Graves’s eyes were guarded by the end of her story. He knew exactly who followed her—Lorcan. That day she had been alone, pickpocketing tourists through the busy intersections, and she had felt him through the bond until it drove her mad.

“Do you mean you portaled without a door?”

“No. There was a door like yours. I didn’t draw it or anything. I wanted to get away, and I knew that there was a place at Sixth and a Half Avenue that would do the trick.”

“Sixth and a Half?” Kingston asked.

“It’s a pedestrian walk between Sixth and Seventh for a handful of blocks through the busiest part of Midtown. I’ll take you next time.”

“Excellent.”

“So yeah. I thought about going there, and then the next step through was to that spot. I evaded the person following me.”

“Hmm,” Kingston said. “Do your powers usually react to danger?”

She laughed. “I’m a thief. It’s common territory.”

“You are not going to put her in danger for this,” Graves argued immediately.

“What? You think I need to be in danger to manifest my powers?”

Kingston grinned. “It’s worth a try.”



Kierse stared down at the tube platform for Marble Arch on the Central Line and heard the disembodied voice say, “Mind the gap,” for the third time since they arrived at the station.
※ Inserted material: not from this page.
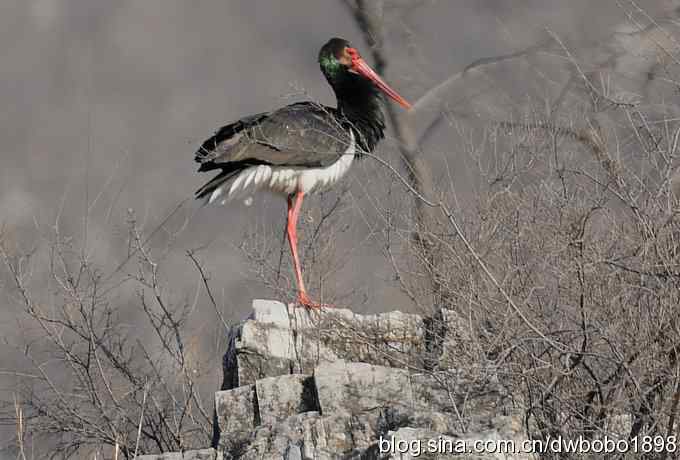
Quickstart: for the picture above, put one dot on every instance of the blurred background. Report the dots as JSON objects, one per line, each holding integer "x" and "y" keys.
{"x": 103, "y": 104}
“This may be the most reckless thing I’ve ever considered doing,” Kierse said. “Jason pushed me off a roof once. I’ve gotten arrested so I could break myself out of prison. I robbed Graves.”

“The last one is quite humorous, though,” Kingston said.

Graves shook his head. “We’re not doing this.”

“We tried to throw knives at her, but you’re too good of a shot,” Kingston said. “She didn’t even flinch.”

“I wasn’t in any real danger.”

“See?” Kingston said.

Graves narrowed his eyes at him. “You’re playing with her life.”

The train rolled past, but they came as frequently as they did in the subway back home. So another would roll in within a few minutes. They’d waited to try this after exhausting their other options, and it was late enough that the platform was empty. Kingston’s persuasion had redirected anyone who came near them. Very handy. She’d almost asked him how it worked a few times, but she was too worried about him discovering their secret.

“She’ll be fine,” Kingston said.

Then without another word, he shoved directly between Kierse’s shoulders. She dropped hard onto the train tracks and continued her momentum forward through a roll before coming back to her feet. She glanced up at the platform to see that Graves had Kingston lifted up by his collar.